Solomon was no longer associated with the network by late 2020.

Just The News

In January 2020, Solomon launched Just The News, a news media outlet and website.[12] He hosts a podcast, John Solomon Reports, on the website.[48][49]

Access to Trump presidential records

On June 19, 2022, Donald Trump sent a letter to the National Archives naming Solomon and Kash Patel as "representatives for access to Presidential records of my administration".[50]

Reception

Paul McCleary, writing for the Columbia Journalism Review in 2007, wrote that Solomon had earned a reputation for hyping stories without solid foundation.[7] In 2012, Mariah Blake, writing for the Columbia Journalism Review, wrote that Solomon "has a history of bending the truth to his storyline," and that he "was notorious for massaging facts to conjure phantom scandals."[8][28] During the 2004 presidential election between George W. Bush and John Kerry, Thomas Lang wrote for the Columbia Journalism Review that a Solomon story for the Associated Press covered criticism of John Kerry's record on national security appeared to mirror a research report released by the Republican National Committee. Lang wrote that Solomon's story was "a clear demonstration of the influence opposition research is already having on coverage of the [presidential] campaign."[51][52]

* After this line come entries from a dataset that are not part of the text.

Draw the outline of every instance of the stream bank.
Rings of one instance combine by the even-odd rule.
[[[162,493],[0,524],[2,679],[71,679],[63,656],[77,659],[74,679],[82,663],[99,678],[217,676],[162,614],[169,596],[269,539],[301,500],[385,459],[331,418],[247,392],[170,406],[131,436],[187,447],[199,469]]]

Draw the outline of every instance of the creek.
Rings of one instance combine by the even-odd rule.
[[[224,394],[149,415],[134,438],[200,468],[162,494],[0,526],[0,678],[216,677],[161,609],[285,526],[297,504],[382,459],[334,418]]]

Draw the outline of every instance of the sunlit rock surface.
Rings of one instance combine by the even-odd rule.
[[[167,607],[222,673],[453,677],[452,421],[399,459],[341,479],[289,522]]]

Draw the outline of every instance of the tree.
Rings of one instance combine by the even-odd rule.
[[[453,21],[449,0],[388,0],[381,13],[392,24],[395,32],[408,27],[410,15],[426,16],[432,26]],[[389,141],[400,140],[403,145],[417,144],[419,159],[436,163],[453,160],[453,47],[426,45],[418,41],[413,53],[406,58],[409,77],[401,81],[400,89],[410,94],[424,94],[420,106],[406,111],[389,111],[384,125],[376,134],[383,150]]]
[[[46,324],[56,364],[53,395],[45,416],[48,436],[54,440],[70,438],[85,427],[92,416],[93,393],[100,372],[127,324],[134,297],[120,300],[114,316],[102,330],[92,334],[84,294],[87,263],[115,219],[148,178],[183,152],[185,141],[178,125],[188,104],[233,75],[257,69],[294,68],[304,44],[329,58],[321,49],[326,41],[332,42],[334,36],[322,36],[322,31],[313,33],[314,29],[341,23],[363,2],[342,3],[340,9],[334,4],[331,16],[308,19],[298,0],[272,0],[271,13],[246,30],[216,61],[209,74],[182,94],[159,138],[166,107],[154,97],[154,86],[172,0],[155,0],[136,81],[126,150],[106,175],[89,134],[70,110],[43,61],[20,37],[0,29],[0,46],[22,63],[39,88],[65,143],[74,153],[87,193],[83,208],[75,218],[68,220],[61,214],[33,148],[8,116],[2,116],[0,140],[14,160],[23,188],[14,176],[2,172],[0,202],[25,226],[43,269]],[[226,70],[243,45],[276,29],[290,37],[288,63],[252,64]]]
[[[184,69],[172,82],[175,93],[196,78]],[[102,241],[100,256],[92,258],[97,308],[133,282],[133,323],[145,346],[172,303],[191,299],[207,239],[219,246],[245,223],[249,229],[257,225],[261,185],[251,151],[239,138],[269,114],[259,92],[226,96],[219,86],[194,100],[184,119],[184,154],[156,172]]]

The Washington Post wrote in September 2019 that Solomon's "recent work has been trailed by claims that it is biased and lacks rigor."[28] The Post noted that Solomon had done award-winning investigative work during his early career, but that his work had taken a pronounced conservative bent from the late 2000s and onwards.[28] According to Foreign Policy magazine, Solomon had "grown into a prominent conservative political commentator with a somewhat controversial track record."[35]

In 2007, Deborah Howell, then-ombudsman at The Washington Post, criticized a story that Solomon wrote for The Post which had suggested impropriety by Democratic presidential candidate John Edwards in a real estate purchase; Solomon's reporting omitted context which would have made clear that there was no impropriety.[6] Progressive news outlets ThinkProgress, Media Matters for America and Crooked Media have argued that Solomon's reporting has a conservative bias and that there are multiple instances of inaccuracies.[53][54][55] According to The Intercept, Just Security and The Daily Beast, Solomon helps to advance right-wing and pro-Trump conspiracy theories.[30][9][56] The New Republic described Solomon's columns for The Hill as "right-wing fever dreams."[57] Independent journalist Marcy Wheeler accused Solomon of manufacturing fake scandals which suggested wrongdoing by those conducting probes into Russian interference in the 2016 election.[58] Reporters who worked under Solomon as an editor have said that he encouraged them to bend the truth to fit a pre-existing narrative.[8]

In January 2018, Solomon published a report for The Hill suggesting that Peter Strzok and Lisa Page had foreknowledge of a Wall Street Journal article and that they themselves had leaked to the newspaper.[59] According to the Huffington Post, Solomon's reporting omitted that the Wall Street Journal article Strzok and Page were discussing was critical of Hillary Clinton and the FBI, Strzok and Page expressed dismay at the fallout from the article, and Strzok and Page criticized unauthorized leaks from the FBI. According to the Huffington Post, "Solomon told HuffPost he was not authorized to speak and does not comment on his reporting. He may simply have been unaware of these three facts when he published his story. But they provide crucial context to an incomplete narrative that has been bouncing around the right-wing echo chamber all week."[59]

Awards

Solomon has received a number of awards for investigative journalism, among them the 2008 Robert F. Kennedy Journalism Award and the Society of Professional Journalists' National Investigative Award, which he won together with CBS News' 60 Minutes for Evidence of Injustice;[60] in 2002, the Associated Press's Managing Editors Enterprise Reporting Award for What The FBI Knew Before September 11, 2001, and the Gramling Journalism Achievement Award for his coverage of the war on terrorism;[61] in 1992, the White House Correspondents' Association's Raymond Clapper Memorial Award (Second Place) for an investigative series on Ross Perot.[62]